00:07And I've paid the consequences.
00:10I can hopefully serve as a beacon if somebody says, I've gotten through it, you know, I made it. I give them hope.
00:33That's really important because addiction is an illness of isolation, whereas recovery is about connection with others.
00:47They had seen that last prescription for fentanyl and they deemed it was a danger to myself and to the community.
00:53And this time they arrested me, like handcuffed me.
00:56And this was my bottom at this point because it was in front of my family, in front of my kids.
01:01My wife was also arrested because I had written prescriptions in her name.
01:04And that was awful to see my wife handcuffed and in the jailhouse cell.
01:09And it was so strong, so potent, I was overdosed right away.
01:13But because I had the built-up tolerance from the Percocet, I was able to tolerate it.
01:17Within 15 minutes later, I was already craving it.
01:20And if I had gone much longer than that, I would start feeling withdrawal.
01:24So it soon became a very desperate situation where I wasn't dealing with the addiction.
01:30I didn't want to face what was going on. I couldn't look myself in the mirror.
01:44So far, the only real management that's been invoked is to bring out the naloxone, the antidote to the opioid overdoses.
01:51And so that's just a temporizing technique.
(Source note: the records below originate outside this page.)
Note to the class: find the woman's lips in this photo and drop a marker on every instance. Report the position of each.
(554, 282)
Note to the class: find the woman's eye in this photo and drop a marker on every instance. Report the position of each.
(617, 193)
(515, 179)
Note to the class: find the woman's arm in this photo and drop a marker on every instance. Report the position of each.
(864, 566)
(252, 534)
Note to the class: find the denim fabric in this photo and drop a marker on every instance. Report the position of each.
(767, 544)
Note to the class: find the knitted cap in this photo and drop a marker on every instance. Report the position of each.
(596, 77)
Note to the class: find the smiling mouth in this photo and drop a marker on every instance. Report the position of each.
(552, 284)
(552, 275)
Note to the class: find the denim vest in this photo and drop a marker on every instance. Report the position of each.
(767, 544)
01:54We need to treat addiction, that's the illness, and mental illness as well,
01:58rather than just overdose itself and prevention of overdose.
02:01We need to let go of our judgment and stop putting our moral standards on people who are sick,
02:06who are in the depths of their addictions, and giving them a chance for recovery, which doesn't exist right now.
02:12I mean, really, the main effort is giving naloxone.
02:16But having a continuum of health care professionals and seamless transition from one stage of recovery to the next,
02:22that is where the solution lies.
02:24That's exactly what I'm trying to say that needs to happen for us to have any sort of inroads on the opioid crisis itself.